Aspar rolled his eyes. “Come on, you.”

They went on, keeping to the middle heights. The rift walls came nearly together and then began to widen again, and as they got wider, the thorn forest dropped lower and lower; without the narrow walls to crowd them up toward the sun, the branches wandered in a more leisurely fashion.

Now and then, Aspar could actually see the ground, covered with what resembled white ferns.

But the great, dark, unknown cavern behind them troubled him more and more as the day waned. He could almost smell the presence of something large and mirksome, caged by the sun but free to walk when the Shining King slept.

And he would sleep soon.

“Let’s go down,” Aspar said, “and hope for no more surprises.”

The spiders were there, but in much fewer numbers and spread much more thinly. They were also generally smaller, and so Aspar and Winna made their way down through them with relatively few anxious moments. Finally, reluctantly, As-par dropped around twice his height from the last branch onto the leaf mold that covered the ground, avoiding the patches of white, whisklike growth that might hide more many-legged predators.

A moment later, he caught Winna as she followed him down.

More than ever it seemed like a cave. The trunks of the thorn trees were massive in girth, but spaced wide apart. The result was like a gigantic, low-roofed hall with many pillars. A very dark hall, and from the way they had come, from the heart of that darkness, Aspar smelled something fetid.
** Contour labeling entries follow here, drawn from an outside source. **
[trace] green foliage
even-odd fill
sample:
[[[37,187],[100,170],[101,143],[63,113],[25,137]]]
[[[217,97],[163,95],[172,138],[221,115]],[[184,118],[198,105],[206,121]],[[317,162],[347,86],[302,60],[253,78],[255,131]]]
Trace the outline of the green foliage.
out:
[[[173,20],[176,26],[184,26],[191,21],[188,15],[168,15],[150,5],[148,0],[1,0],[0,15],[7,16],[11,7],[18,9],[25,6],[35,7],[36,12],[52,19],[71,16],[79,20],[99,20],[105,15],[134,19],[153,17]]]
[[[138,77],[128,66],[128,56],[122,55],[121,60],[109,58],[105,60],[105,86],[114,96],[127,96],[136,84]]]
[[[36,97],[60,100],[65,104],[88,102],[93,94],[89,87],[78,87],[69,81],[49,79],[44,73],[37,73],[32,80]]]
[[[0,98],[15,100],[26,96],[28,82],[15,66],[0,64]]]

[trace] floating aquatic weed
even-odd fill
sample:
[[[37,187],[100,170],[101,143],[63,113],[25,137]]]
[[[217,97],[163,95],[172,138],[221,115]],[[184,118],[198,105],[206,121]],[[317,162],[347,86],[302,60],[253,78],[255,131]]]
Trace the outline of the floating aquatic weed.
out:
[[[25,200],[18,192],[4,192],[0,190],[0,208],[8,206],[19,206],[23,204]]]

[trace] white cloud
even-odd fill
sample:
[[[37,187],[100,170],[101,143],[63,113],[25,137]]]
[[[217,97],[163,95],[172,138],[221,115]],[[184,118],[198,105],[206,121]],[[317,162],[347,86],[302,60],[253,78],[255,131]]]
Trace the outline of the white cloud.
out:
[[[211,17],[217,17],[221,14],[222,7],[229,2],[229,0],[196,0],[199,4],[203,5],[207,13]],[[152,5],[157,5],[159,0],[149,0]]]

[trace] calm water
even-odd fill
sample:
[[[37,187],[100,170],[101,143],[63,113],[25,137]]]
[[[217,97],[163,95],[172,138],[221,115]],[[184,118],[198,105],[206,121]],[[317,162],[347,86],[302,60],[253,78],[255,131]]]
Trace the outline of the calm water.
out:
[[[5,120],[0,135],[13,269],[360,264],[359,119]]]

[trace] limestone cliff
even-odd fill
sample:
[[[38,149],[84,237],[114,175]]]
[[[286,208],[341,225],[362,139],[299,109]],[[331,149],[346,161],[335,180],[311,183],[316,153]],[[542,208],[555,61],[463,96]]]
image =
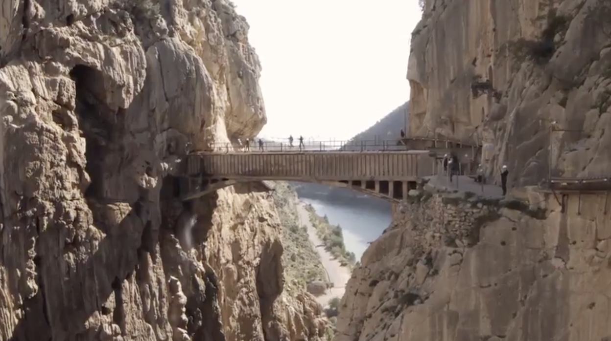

“Come on,” he said. “Let’s hurry.”

They more or less ran. Aspar strung his bow, brandishing it in front in case of spiderwebs they might not see. The ground was level and flat and deep with mold. It smelled like centipede, like the underside of a piece of rotting bark.

As the light faded, the tree trunks grew taller, but Aspar still saw no end to them. Finally, desperate, his back itching and the smell of autumn leaves filling his nostrils, he noticed one tree with a large hollow in it.

“If this forest has an end, we won’t find it before nightfall,” he told Winna. “This is the best we can do.”